The Seven Ages by Elias Thorne

Elias Thorne’s The Seven Ages is a haunting ambient classical piece that unfolds at a slow, deliberate tempo, built around sparse, resonant piano notes that linger in the air like fading memories. Deep cello undertones provide a warm, somber foundation, while a faint, distant harpsichord adds an antique, sepia-toned texture, evoking the quiet ache of time’s passage. The mood is deeply melancholy and reflective, inviting the listener into a state of quiet contemplation that recalls the introspective minimalism of composers like Harold Budd or the ethereal soundscapes of modern ambient classical. Thorne masterfully balances silence and sound, creating a sonic meditation on life’s fleeting stages, from youth to old age.
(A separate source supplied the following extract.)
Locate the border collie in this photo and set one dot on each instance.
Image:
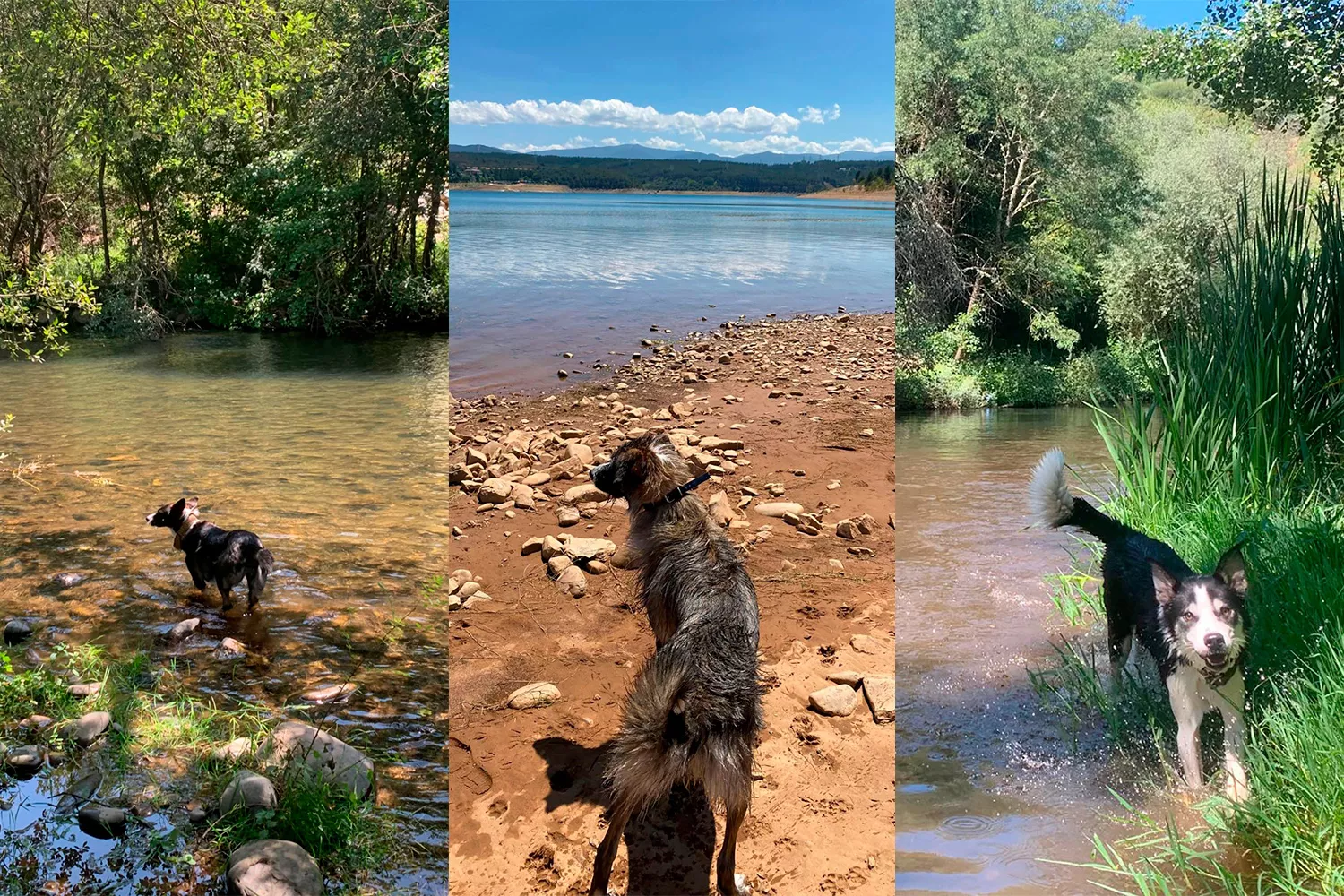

This piece is ideal for those seeking music for introspection, study, or moments of peaceful solitude, where each note feels like a breath drawn from a bygone era.

About the Art

The Fragile Parade by Corinne Vale

In The Fragile Parade, Corinne Vale creates a dreamlike Symbolist scene where two stylized, shadowed figures stand in the lower left third of the canvas, facing one another without meeting each other’s gaze, connected only by a faint, glowing thread. Dramatic chiaroscuro, with a single soft light source from above left, casts deep, long shadows across the composition, while the rich jewel tones of deep indigo, burnt umber, and gold emerge from a vast inky black background. Vale’s visible, deliberate oil brushstrokes give weight to the figures and a tactile quality to the surrounding darkness. Behind them, stretching into the upper right, a ghostly parade of elephant silhouettes fades into the deep blackness, with the main focal point resting in the charged space between the two human figures. The work evokes the psychological intensity of Odilon Redon, blending figurative and allegorical elements with precise, haunting atmosphere.